Jeff Silverman, a senior client portfolio manager at Franklin Templeton, unpacks the strategy behind these Franklin Templeton’s suite of low-volatility, high-dividend ETFs and why they could be the right choice amid today’s challenges.
The case for low-volatility, high-dividend ETFs
“These products were designed to meet this exact moment where investors are looking to de-risk,” Silverman explains. “While you can’t eliminate market risk, you can reduce portfolio risk. Our ETFs focus on quality and income, ensuring a more defensive posture by selecting companies with strong fundamentals, sustainable growth, and reliable dividends. This unique combination allows investors to achieve a steady return and experience a smoother ride.”
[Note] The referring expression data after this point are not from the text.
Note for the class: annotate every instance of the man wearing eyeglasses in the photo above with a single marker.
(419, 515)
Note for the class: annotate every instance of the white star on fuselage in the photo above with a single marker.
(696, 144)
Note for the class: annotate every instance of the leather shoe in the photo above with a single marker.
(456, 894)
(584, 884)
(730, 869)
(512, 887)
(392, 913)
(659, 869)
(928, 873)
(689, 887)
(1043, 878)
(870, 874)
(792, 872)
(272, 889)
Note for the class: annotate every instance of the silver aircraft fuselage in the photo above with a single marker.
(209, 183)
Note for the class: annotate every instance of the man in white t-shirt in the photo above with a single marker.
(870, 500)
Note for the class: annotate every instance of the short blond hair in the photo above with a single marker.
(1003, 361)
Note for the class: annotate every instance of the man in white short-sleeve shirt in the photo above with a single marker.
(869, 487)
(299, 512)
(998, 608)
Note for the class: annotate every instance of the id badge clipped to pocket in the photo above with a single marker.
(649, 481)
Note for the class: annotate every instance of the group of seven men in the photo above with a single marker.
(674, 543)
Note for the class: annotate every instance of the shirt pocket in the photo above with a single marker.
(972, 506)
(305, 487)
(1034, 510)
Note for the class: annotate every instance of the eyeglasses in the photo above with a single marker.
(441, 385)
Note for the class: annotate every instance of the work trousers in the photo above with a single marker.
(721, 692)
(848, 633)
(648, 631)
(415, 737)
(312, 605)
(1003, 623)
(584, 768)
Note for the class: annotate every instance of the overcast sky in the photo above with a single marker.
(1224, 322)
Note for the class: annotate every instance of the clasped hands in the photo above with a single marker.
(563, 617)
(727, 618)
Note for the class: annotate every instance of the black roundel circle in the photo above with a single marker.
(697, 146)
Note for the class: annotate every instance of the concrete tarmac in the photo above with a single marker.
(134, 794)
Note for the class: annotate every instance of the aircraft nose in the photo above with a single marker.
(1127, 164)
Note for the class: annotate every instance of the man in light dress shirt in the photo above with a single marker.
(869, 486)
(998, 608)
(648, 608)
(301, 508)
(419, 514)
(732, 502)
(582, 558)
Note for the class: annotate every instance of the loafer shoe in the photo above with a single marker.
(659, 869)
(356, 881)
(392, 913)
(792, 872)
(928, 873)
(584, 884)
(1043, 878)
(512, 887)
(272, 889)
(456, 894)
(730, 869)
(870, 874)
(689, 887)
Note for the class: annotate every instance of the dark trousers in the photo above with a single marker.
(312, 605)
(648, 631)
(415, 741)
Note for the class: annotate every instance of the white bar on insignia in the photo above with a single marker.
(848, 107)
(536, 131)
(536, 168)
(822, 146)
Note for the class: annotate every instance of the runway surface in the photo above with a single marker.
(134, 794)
Where some strategies only focus on large-cap stocks or past dividend performance, Franklin Templeton’s suite considers earnings stability, profitability, historical price volatility, and various factors that combine to paint a comprehensive risk profile. In addition to diversification across market caps, this suite is competitively priced.
The ETF suite is crafted to provide flexibility in portfolio construction, whether as a core holding or a satellite addition. Silverman outlines a few potential use cases, “These solutions span Canada, the U.S., and international markets, so they’re strong enough to be core holdings on their own. Ideally, they’re combined for a highly diversified equity allocation. But they’re also versatile enough to act as a stabilizer within a portfolio.”
For instance, investors who may have enjoyed gains from recent tech stock rallies could now consider reallocating a portion into a more stable, dividend-driven strategy. Likewise, regional underweight positions can be balanced through Franklin Templeton’s Canadian, U.S., or international offerings, allowing advisors to tailor exposure based on client needs.